Pardon me if I have already presented the problem in other forms and questions but I am really trying to work around this. I have a client/api setup on Auth0 and using the new implicit flow. I can renew tokens using
renewAuthwhich I have implemented and got rid of refresh tokens in my web app. The problem is that there is a time limit on
renewAuth, which seems to be tied to the SSO cookie.
I need my users to be able to renew api tokens for a very long time, without bugging them with a login page. Currently it seems I can’t do it for more than 30 days, and what’s worse they have to login again if they don’t use my app within 3 days. I can somehow set the 1st parameter from the dashboard, but not the second.

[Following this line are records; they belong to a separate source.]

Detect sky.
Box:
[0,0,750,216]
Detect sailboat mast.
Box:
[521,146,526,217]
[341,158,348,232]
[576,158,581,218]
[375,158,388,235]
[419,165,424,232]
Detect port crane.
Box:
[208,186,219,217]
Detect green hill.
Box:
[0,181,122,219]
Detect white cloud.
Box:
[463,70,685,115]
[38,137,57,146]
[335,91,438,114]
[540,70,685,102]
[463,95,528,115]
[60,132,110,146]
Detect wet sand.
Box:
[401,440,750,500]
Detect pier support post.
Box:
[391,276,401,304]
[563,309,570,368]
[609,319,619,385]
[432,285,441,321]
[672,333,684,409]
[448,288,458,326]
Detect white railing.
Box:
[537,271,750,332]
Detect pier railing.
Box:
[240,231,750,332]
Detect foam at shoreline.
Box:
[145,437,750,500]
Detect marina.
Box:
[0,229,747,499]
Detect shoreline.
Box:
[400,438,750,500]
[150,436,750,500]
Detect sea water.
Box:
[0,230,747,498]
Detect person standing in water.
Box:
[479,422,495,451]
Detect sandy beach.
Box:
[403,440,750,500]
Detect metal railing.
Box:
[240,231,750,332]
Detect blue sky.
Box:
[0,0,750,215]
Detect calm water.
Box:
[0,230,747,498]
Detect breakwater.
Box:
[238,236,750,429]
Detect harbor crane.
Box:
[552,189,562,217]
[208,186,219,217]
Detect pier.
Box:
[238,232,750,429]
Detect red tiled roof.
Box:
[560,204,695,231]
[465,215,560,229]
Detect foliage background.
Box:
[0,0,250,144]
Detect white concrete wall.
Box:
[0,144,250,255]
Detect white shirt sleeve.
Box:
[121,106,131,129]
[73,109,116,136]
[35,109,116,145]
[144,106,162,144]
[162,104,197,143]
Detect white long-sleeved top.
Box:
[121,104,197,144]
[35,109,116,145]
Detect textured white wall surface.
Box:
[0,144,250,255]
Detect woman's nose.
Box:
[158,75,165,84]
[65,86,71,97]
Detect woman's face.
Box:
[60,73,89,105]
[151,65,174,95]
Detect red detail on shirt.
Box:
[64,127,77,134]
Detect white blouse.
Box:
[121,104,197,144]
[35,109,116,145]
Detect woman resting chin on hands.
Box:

This is unacceptable for my users and is creating a problem with my company in using Auth0. What I need is the same user experience provided by many sites, implicitly or with the “remember me/keep me logged in” flag.
As it is, the new
renewAuth flow is not a replacement for refresh token functionality. I really need this to be solved out, Auth0 please help with any suggestion/solution.
Notice that allowing (even via api, dashboard is not important) to change the 2 involved parameters (SSO session max timeout and 3 days inactivity) and change their current limits would solve my problem.
I provided an extended answer at your other question in terms of how could it be feasible to handle your overall requirements.
In relation to the two SSO session related timeout values I can let you know that although the idle timeout session is currently not configured this is something we may consider and I submitted this idea on your behalf. I can’t however provide any indication on the final outcome or timeline.
Thanks. I sort of double posted, so I’ll comment on the other answer. I think my use case can easily be covered by allowing me to change those 2 values as I need, nothing more.
Hey @jmangelo, just want to see if I’m still following best practice based on this answer.
It’s my understanding for my React SPA the expectation is that if a user is idle for 3 days, renewAuth will return login_required and they’ll have to login again because this timeout is not configurable. Is that correct or is this idle timeframe now configurable? I think this makes it pretty tough for a SPA where I imagine most users are probably more used to a 30-day timeout regardless of idle or not.
@jmangelo , @matthew.isabel,
I truly hope something is changing here. Months have passed after my request and my issue is still open. While I understand maybe it’s not a top priority, I consider it to be easy enough for a quick change to be considered. I have the same problem with my SPA and I don’t like the proposed solution of having to implement sessions myself. The idea is to pay for a service to avoid making things yourself. Auth0 already has everything done, they must only allow some configuration there. At least an update would be nice.
@mbraga I understand that this does not look good because if there’s already one setting for total lifetime how hard it would be to have another. However, the information I have is that we may want to provide something completely different then just a value setting, for example, a way to define a policy that would evaluate when the session could be reused or considered no longer valid. The side-effect of being more flexible is that it will require more time and meanwhile if just another setting was available it would be another thing that in future could require a migration.
@matthew.isabel your understanding is correct and the three days is currently not configurable; see my other comment for some additional information.
@jmangelo a more configurable system is always better, so it’s ok to aim high. But as a developer, I know that sometimes pointing at the best means long waits and for the end user having nothing for a long time, so please consider well pros/cons and migration costs for this.
Having no insights on Auth0’s priorities or roadmaps may mean waiting for long or forever, who knows? Having a rough time frame for this would be really useful.